National Chairman of the Federation of Small Businesses (FSB), Mike Cherry, welcomed the Chancellor’s recommendations. “The Government is right to take a long-term, consultative approach to tax change. Snap decisions after such a difficult year would have hampered our economic recovery,” he said.
“We need a tax system that works for small firms, companies and sole traders alike as they endeavour to secure our economic recovery. The government rightly highlights the challenge of establishing more regular collections in the context of a late payment crisis that costs our economy billions and destroys thousands of firms every year.
Cherry highlighted the pressure that more frequent tax payments could place on small businesses.
“On the upside, quarterly or monthly payments can make it easier to stay on top of finances, plan and keep debt manageable,” Cherry said.
“On the downside, more regular payments to HMRC could leave small firms and sole traders in the lurch when times are tough.
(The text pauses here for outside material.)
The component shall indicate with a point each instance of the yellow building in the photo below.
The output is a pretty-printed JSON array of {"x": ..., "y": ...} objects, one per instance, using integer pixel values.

Looking at the HMRC proposal to take payments on direct debit, much like household utility companies, Cherry flagged up a potential problem in creating a cash surplus.
“It’s interesting to see the paper float a system based on consumer direct debits for utility bills, an approach which has caused many to deposit far more cash with their providers than they had ever intended,” he said.
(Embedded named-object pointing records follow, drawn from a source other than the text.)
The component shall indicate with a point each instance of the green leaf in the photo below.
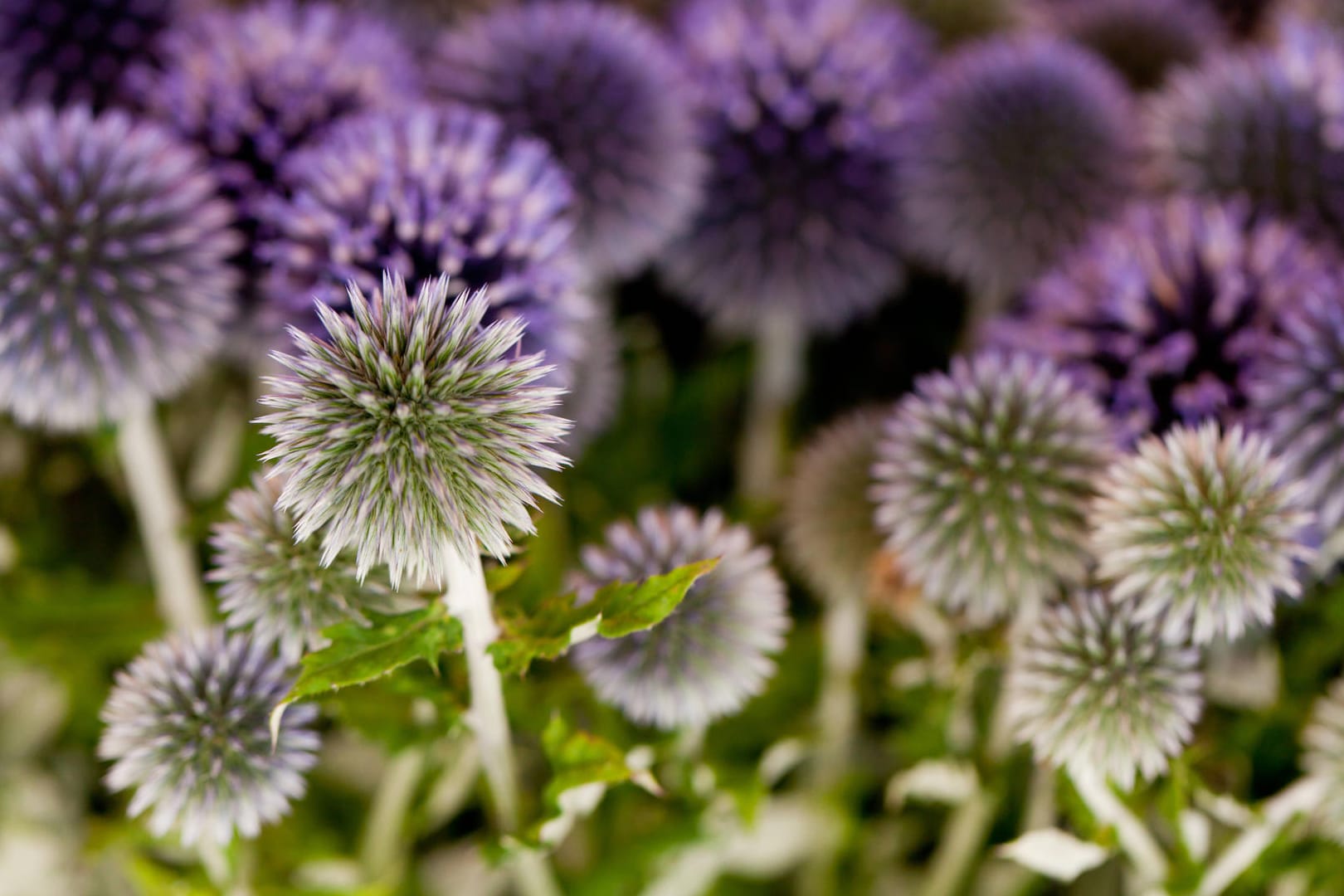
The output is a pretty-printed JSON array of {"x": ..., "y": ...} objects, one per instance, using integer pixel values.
[
  {"x": 633, "y": 607},
  {"x": 359, "y": 655}
]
“Transposing that model to the business world risks a similar build-up of cash in HMRC accounts – cash which should be out there in the economy, spurring investment, job creation and growth.”
Meanwhile, Andy Chamberlain, director of policy at the Association of Independent Professionals and the Self-Employed (IPSE), had concerns about the approach to freelancer taxation being caught up in a wider HMRC “clamp down”.
“While this proposal is apparently focused on freelancers’ tax experience, it is also clear that it is at least in part to clamp down on tax avoidance,” he said.
“And, between this and the soon to-be introduced off-payroll working reforms – which are having a disastrous impact on parts of the sector – as well as patchy support during the pandemic, it is hard to escape the conclusion that the government in general regards the self-employed with suspicion.”
Chamberlain also expressed further concern over practicalities of proposed changes.
“We do have some early concerns that in-year tax payments simply won’t be practical for many self-employed businesses as it is not clear how the system would account for their volatile incomes – and ensure they pay the right rate of tax without added red tape,” he said.
“However, we welcome the fact the government wants to improve the tax experience for self-employed people and we are keen to work with them on this.”
Elsewhere, others expressed a more relaxed view, with Peter Finding, international employment partner at FisherBroyles happy to see the proposed, and long-awaited, digital shift to tax payments.
“The proposed pay-as-you-go tax model appears to be a further step in line with HMRCs Making Tax Digital initiative,” Finding said.
“While there may be concerns around the security of centralised digital tax accounts, especially in respect of the potential for data breaches, fundamentally this is a step forward in improving the fairness of the tax system – the core principle being that the self-employed will have their tax calculated based on transaction records, rather than potentially imperfect periodic returns.
“Indeed,” he said, “if designed well, the system should ease the administrative burden on the self-employed – doing away with the need for time-consuming periodic tax returns.”
Formal feedback to the government’s raft of tax proposals and policy documents is expected from June 1 with the final consultation closing on July 13 this year.